Installed back into the cabinet and get immediate fuse blow. No delay, immediate. So referred back to the troubleshooting guide and it says with no hi voltage, and with blow fuse, check for a short on legs 1-4 of IC4 and for a short at the HOT. Leg 1 of my new IC4 shorts to ground. Leg 1 and 3 of the HOT short to ground. I removed the HOT and the leg 1 short to ground on IC4 remains. I removed IC4 as well, and the leg 1 pad still shorts to ground, as does the corresponding pads of the HOT (pad for leg 1 and 3). I am starting to hit a wall as it now just says to look for a cause of the short in the circuit. I have checked the diode bank D19-D22 and they seem to check okay, D23 and D24 however appear to be allowing voltage both directions, but I can't tell if it is feeding back. I did not take them off the board to test.
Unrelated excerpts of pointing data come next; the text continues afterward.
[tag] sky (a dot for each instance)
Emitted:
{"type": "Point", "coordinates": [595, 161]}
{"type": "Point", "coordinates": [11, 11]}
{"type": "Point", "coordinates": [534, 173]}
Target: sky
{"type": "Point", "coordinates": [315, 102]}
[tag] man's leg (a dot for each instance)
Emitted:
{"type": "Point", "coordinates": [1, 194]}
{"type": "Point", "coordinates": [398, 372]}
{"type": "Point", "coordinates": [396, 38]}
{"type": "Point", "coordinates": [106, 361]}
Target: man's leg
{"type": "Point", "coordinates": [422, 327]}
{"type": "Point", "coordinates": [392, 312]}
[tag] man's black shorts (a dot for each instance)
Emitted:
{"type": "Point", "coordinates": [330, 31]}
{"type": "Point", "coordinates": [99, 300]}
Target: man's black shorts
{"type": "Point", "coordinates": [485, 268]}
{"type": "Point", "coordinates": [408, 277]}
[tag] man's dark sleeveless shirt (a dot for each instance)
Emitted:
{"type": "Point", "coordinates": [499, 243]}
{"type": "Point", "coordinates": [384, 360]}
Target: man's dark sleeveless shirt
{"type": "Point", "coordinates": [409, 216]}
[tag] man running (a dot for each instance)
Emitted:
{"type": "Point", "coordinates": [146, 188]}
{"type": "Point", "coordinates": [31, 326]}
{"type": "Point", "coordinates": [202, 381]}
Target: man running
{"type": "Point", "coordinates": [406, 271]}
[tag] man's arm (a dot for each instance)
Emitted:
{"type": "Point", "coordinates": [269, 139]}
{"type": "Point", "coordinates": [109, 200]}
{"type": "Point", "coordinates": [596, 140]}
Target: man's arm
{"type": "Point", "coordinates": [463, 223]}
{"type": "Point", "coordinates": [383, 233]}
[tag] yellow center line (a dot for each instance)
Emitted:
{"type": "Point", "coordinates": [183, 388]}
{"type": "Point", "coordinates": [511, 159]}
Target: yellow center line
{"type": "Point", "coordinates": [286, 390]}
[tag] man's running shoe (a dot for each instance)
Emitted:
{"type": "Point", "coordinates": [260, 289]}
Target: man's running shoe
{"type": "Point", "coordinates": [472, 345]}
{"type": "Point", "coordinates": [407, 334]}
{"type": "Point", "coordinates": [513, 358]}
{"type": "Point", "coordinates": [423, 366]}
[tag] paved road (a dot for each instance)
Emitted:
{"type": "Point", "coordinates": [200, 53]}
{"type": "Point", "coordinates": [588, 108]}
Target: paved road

At this point, I am looking at the retuning cap, c36 cut it is not shorted out. So any help or ideas would be AWESOME!
Thanks guys! and thanks for reading my first post.
grantspain:
so if you isolate the b+ to the flyback and add a 40w lamp to the b+ line as a dummy load does your fuse still blow?
joej85a:
I will have to read up more on the lightbulb test to make sure I do it properly. I have heard people refer to it, but not 100% sure on the details. I’ll get on it and get back with the results. Thanks so much!
grantspain:
any one of the poly caps and the diode around the deflection header will cause the fuse to blow immediately
using this method will prove your b+ supply is correct and there is no issue in the regulation circuit
its the first thing i do on 7000 series chassis when they come in for repair
make sure you use a anti surge fuse also
princess prin prin:
1) Suck solder off pin 2 of the flyback and make sure the pin is no longer touching the pad around it.
2) Measure resistance across pin 1 and 3 of the flyback. Zero ohm/short? If so go to 3.
3) Suck solder off middle pin (COL) of the HOT and here too make sure the pin is no longer touching the pad around it.
4) Measure resistance across pin 1 and 3 of the flyback. Zero ohm/short? If so go to 5.
5) Desolder C36.
6) Measure resistance across pin 1 and 3 of the flyback. Zero ohm/short? If so go to 7.
7) Desolder D18 and C69 and test them out of circuit.